CBL Data Recovery Technologies Inc. completed 21,000 projects last year, according to president and CEO William "Bill" Margeson.

Co-founded by Margeson in 1993, CBL currently operates 17 labs and 21 office locations worldwide. The company tackles all types of problems, from failed digital media and tapes to optical cartridges, disk drives and RAID arrays, he said.

"A data recovery company has to be able to cope with just about anything," said Margeson, who shared three of his favourite data recovery adventure stories with Computerworld Canada during our visit to the CBL lab in Markham, ON.

Russian hackers held a gambling site hostage for ransom

We got a call from an Internet Service Provider in Costa Rica, an unusual ISP that hosted Internet gambling sites.

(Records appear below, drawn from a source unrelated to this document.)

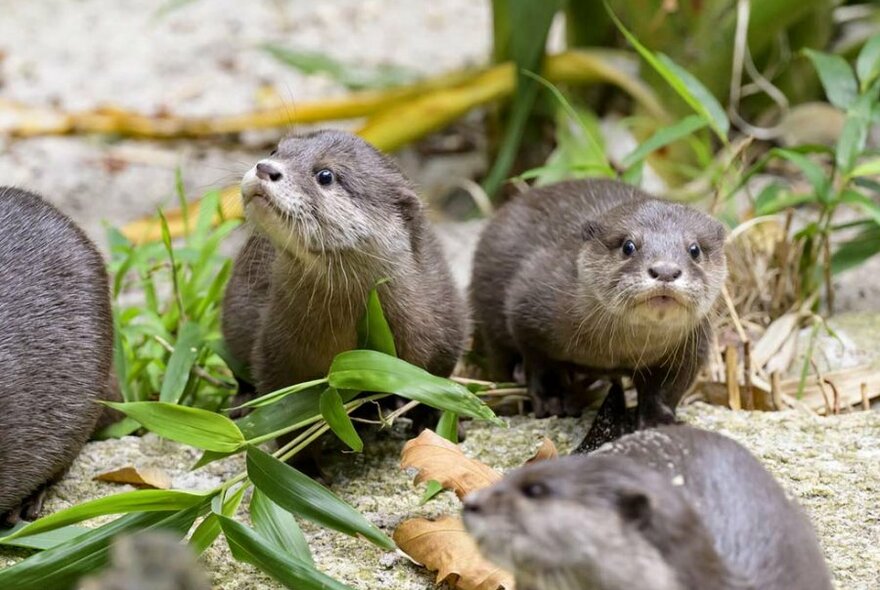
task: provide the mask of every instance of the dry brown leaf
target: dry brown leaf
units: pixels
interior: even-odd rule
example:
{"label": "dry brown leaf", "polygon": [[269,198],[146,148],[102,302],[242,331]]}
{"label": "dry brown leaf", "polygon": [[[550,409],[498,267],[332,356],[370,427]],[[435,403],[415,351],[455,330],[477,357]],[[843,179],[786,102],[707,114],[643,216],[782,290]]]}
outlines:
{"label": "dry brown leaf", "polygon": [[535,454],[532,455],[532,458],[526,461],[526,465],[530,463],[536,463],[537,461],[546,461],[547,459],[555,459],[559,456],[559,451],[556,450],[556,445],[553,444],[553,441],[544,437],[544,440],[541,441],[541,446],[538,447],[538,450],[535,451]]}
{"label": "dry brown leaf", "polygon": [[483,559],[456,516],[404,521],[394,531],[394,542],[407,555],[436,571],[437,584],[448,582],[460,590],[514,588],[513,576]]}
{"label": "dry brown leaf", "polygon": [[156,467],[138,468],[129,465],[121,469],[99,473],[94,479],[109,483],[128,484],[139,488],[153,488],[157,490],[171,488],[171,478],[167,473]]}
{"label": "dry brown leaf", "polygon": [[500,473],[466,457],[458,445],[428,429],[403,446],[400,466],[419,470],[417,484],[436,480],[445,489],[454,491],[459,499],[501,479]]}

Apparently, Russian hackers had broken into their bunker, encrypted five servers and held them for ransom.

(This would be akin to breaking into the Pentagon. These guys are good.)

We got this call on a Wednesday.

What did we do? The best we could offer at that point was a remote look.

We confirmed they were encrypted. Our advice to them was to send us the media.

But instead, they elected to pay the ransom.

On Friday, they called us back.

Apparently, they paid the ransom and when the Russian hackers attempted to decrypt the machines, four of them came across okay, but the fifth server -- the one that had 60GB of Visa card information -- blew up.

What was interesting is the Russian hackers spent about 12 hours working with the casino guys trying to solve the problem.

(I thought they would just take the money and run, but they didn't.)

They kind of messed things up a little more.

On the Saturday, we were visited by one of the principals of the company himself, who hand-carried all the disk drives from that Visa card server and brought them to our lab.

He's the only man who's ever read every single word in our fine-print. This was very important to him. He didn't sleep very much, but neither did we.

Seventy-two hours later, we learned that Exchange databases arranged the data with a serial number, so we wrote a program.

We did a little bespoke programming that stripped out all the records. Then we wrote another program that put them back together in the order we liked.

The problem was, when you encrypt something you need space -- a temp file -- big enough to encrypt. The Russians didn't look and there wasn't enough space on the original drive, so when they started to encrypt, everything blew up.

It took our two little bespoke programs to put all the bits back together again and the casino guy got on the plane 72 hours later.

Their loss was something in the neighborhood of $135,000 a day, so it was important he get back to work.

Venezuela mistook disk drives for organ transfers

A few years ago, there were some mud slides in Venezuela. The entire town was under -- waist deep in mud.